Cisco Systems WSC2960X24PSL, C2960XSTACK Flow-Based SPAN FSPAN and Flow-Based RSPAN FRSPAN, Rspan

Configuring SPAN and RSPAN

Restrictions for SPAN and RSPAN

•SPAN sessions do not interfere with the normal operation of the switch. However, an oversubscribed SPAN destination, for example, a 10-Mb/s port monitoring a 100-Mb/s port, can result in dropped or lost packets.

•When SPAN or RSPAN is enabled, each packet being monitored is sent twice, once as normal traffic and once as a monitored packet. Monitoring a large number of ports or VLANs could potentially generate large amounts of network traffic.

•You can configure SPAN sessions on disabled ports; however, a SPAN session does not become active unless you enable the destination port and at least one source port or VLAN for that session.

•The switch does not support a combination of local SPAN and RSPAN in a single session.

◦An RSPAN source session cannot have a local destination port.

◦An RSPAN destination session cannot have a local source port.

◦An RSPAN destination session and an RSPAN source session that are using the same RSPAN VLAN cannot run on the same switch or switch stack.

RSPAN

The restrictions for RSPAN are as follows:

•RSPAN does not support BPDU packet monitoring or other Layer 2 switch protocols.

•The RSPAN VLAN is configured only on trunk ports and not on access ports. To avoid unwanted traffic in RSPAN VLANs, make sure that the VLAN remote-span feature is supported in all the participating switches.

•RSPAN VLANs are included as sources for port-based RSPAN sessions when source trunk ports have active RSPAN VLANs. RSPAN VLANs can also be sources in SPAN sessions. However, since the switch does not monitor spanned traffic, it does not support egress spanning of packets on any RSPAN VLAN identified as the destination of an RSPAN source session on the switch.

•If you enable VTP and VTP pruning, RSPAN traffic is pruned in the trunks to prevent the unwanted flooding of RSPAN traffic across the network for VLAN IDs that are lower than 1005.

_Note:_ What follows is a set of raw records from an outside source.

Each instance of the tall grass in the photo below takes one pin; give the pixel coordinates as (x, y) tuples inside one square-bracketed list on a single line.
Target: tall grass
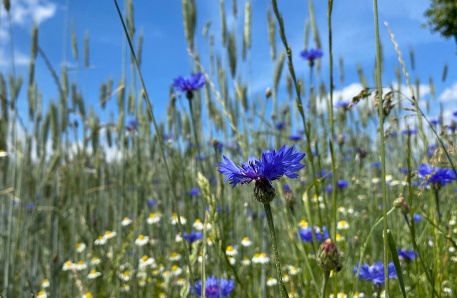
[(106, 207)]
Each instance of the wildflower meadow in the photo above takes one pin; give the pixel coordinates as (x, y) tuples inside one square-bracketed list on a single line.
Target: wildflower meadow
[(227, 186)]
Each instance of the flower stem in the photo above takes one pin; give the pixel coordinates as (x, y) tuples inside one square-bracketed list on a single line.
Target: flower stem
[(325, 283), (282, 288), (437, 205)]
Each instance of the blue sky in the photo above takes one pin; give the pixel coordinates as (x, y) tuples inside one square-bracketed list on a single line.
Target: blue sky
[(165, 56)]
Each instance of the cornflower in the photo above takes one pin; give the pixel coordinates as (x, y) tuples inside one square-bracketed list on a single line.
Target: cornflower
[(214, 287), (311, 55), (189, 84), (375, 272), (272, 166)]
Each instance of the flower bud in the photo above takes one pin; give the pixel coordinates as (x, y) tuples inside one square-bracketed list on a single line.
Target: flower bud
[(328, 256), (264, 192), (268, 93)]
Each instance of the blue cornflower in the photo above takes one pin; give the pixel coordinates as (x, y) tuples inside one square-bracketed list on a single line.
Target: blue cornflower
[(404, 170), (431, 149), (343, 104), (200, 157), (189, 84), (435, 121), (406, 255), (311, 55), (287, 189), (194, 191), (375, 272), (328, 188), (280, 125), (436, 176), (376, 165), (325, 174), (214, 287), (295, 137), (306, 234), (272, 166), (193, 236)]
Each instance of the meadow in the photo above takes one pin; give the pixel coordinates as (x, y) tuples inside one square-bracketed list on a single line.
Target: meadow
[(290, 192)]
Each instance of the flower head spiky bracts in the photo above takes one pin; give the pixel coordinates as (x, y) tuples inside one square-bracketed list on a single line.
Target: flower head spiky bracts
[(189, 84), (271, 166)]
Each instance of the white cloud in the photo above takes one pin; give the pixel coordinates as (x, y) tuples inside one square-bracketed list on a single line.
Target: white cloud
[(19, 58), (449, 94), (37, 11)]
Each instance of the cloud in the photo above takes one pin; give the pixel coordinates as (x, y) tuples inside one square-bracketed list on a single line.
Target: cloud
[(449, 94), (19, 58), (23, 12)]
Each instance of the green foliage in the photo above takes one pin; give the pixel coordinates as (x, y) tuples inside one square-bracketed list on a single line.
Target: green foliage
[(442, 16)]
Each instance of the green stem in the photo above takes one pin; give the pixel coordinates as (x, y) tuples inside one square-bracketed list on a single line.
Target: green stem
[(437, 205), (325, 283), (282, 287), (382, 145)]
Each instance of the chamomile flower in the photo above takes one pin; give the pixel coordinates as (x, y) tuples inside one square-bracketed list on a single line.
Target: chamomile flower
[(141, 282), (175, 256), (95, 261), (174, 219), (125, 276), (246, 242), (45, 283), (339, 238), (145, 262), (125, 288), (100, 240), (126, 221), (109, 234), (93, 274), (271, 281), (209, 241), (245, 261), (303, 224), (141, 240), (198, 225), (154, 218), (231, 251), (232, 260), (81, 265), (260, 258), (342, 225), (68, 265)]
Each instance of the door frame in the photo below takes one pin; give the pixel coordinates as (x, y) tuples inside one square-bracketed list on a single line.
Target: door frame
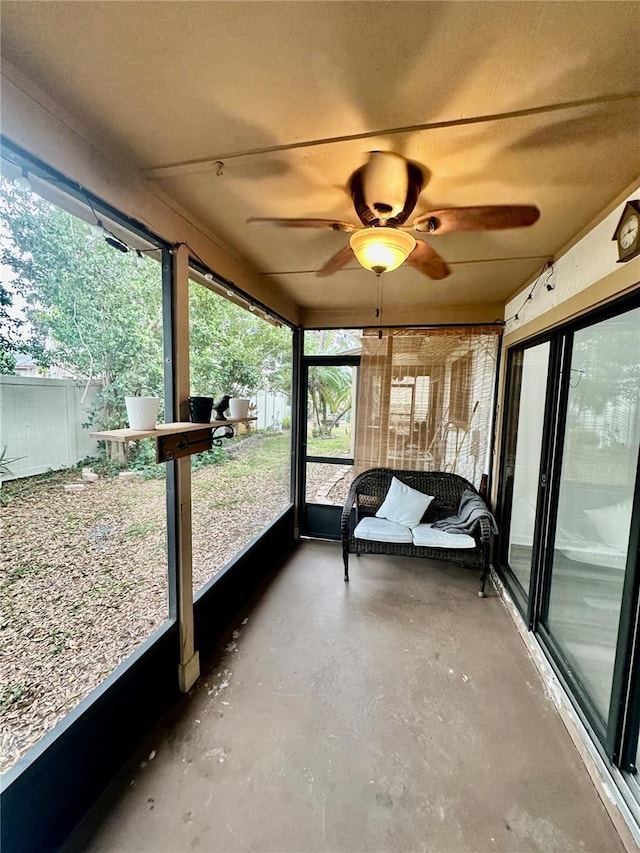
[(319, 521)]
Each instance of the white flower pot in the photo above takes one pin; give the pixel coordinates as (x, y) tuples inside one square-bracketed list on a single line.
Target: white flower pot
[(142, 412), (238, 408)]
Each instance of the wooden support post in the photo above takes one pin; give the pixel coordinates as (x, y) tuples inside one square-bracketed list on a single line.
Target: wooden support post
[(189, 665)]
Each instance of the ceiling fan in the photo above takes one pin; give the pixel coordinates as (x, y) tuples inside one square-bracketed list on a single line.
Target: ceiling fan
[(384, 192)]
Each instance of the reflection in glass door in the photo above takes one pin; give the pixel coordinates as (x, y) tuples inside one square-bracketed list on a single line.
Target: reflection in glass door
[(596, 487), (523, 449)]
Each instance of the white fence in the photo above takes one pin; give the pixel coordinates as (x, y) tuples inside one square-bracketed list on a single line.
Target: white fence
[(41, 424), (272, 409)]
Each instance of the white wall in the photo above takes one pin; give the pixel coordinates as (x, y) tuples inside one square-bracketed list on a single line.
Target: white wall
[(41, 423)]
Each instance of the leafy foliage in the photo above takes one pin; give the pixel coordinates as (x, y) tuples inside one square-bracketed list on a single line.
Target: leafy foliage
[(329, 396), (90, 310), (234, 352), (97, 313)]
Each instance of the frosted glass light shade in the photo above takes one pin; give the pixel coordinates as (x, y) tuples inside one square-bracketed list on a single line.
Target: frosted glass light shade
[(381, 249)]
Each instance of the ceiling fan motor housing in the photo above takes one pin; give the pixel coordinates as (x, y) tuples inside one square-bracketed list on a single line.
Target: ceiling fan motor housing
[(385, 183)]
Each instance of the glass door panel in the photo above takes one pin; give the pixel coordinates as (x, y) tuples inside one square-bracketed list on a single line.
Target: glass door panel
[(596, 486), (523, 449)]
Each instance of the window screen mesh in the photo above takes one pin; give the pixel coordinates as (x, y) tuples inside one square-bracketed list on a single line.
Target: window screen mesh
[(426, 399)]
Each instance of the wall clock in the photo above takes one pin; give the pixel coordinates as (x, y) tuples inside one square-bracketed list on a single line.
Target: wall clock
[(627, 233)]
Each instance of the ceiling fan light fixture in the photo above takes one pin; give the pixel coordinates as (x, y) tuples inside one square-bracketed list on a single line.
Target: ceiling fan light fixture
[(381, 249)]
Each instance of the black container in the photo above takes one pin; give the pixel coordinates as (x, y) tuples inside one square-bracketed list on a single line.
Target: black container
[(200, 409)]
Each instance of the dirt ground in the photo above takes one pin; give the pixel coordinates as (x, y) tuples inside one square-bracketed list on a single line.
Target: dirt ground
[(84, 575)]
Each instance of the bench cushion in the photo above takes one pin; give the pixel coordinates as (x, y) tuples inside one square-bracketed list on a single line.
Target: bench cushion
[(381, 530), (426, 536), (404, 505)]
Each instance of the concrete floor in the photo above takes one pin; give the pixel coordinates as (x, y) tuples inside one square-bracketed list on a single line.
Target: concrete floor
[(399, 712)]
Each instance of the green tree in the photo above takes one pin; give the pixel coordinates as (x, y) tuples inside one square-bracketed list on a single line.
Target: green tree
[(330, 396), (97, 313), (90, 309), (234, 351)]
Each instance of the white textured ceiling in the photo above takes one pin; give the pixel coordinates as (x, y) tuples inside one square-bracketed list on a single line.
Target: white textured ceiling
[(291, 96)]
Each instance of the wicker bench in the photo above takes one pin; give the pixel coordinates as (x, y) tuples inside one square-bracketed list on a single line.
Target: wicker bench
[(367, 494)]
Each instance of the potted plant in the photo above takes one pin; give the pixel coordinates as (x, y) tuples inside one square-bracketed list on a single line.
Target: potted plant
[(142, 411)]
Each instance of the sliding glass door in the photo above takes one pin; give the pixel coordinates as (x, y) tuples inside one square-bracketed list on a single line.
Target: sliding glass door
[(597, 476), (528, 376), (569, 514)]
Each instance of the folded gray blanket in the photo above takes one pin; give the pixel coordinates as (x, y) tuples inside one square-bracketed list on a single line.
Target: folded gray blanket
[(471, 508)]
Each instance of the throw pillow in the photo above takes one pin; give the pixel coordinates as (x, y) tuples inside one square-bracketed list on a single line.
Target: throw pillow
[(612, 523), (403, 504)]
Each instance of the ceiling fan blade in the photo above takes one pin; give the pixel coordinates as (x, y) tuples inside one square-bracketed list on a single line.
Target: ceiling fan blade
[(336, 262), (333, 224), (427, 261), (487, 218)]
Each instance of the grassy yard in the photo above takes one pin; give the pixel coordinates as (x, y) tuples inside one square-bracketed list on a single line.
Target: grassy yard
[(84, 575)]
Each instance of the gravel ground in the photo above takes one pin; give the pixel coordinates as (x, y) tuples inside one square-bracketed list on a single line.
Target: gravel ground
[(84, 578)]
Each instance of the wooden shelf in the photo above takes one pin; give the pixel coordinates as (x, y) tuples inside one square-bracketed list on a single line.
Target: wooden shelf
[(173, 441), (163, 429)]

Flow-Based SPAN (FSPAN) and Flow-Based RSPAN (FRSPAN)

The restrictions for flow-based SPAN (FSPAN) and flow-based RSPAN (FRSPAN) are as follows:

•You can attach ACLs to only one SPAN or RSPAN session at a time.

•When no FSPAN ACLs are attached, FSPAN is disabled, and all traffic is copied to the SPAN destination ports.

•When you attach an empty FSPAN ACL to a SPAN session, it does not filter packets, and all traffic is monitored.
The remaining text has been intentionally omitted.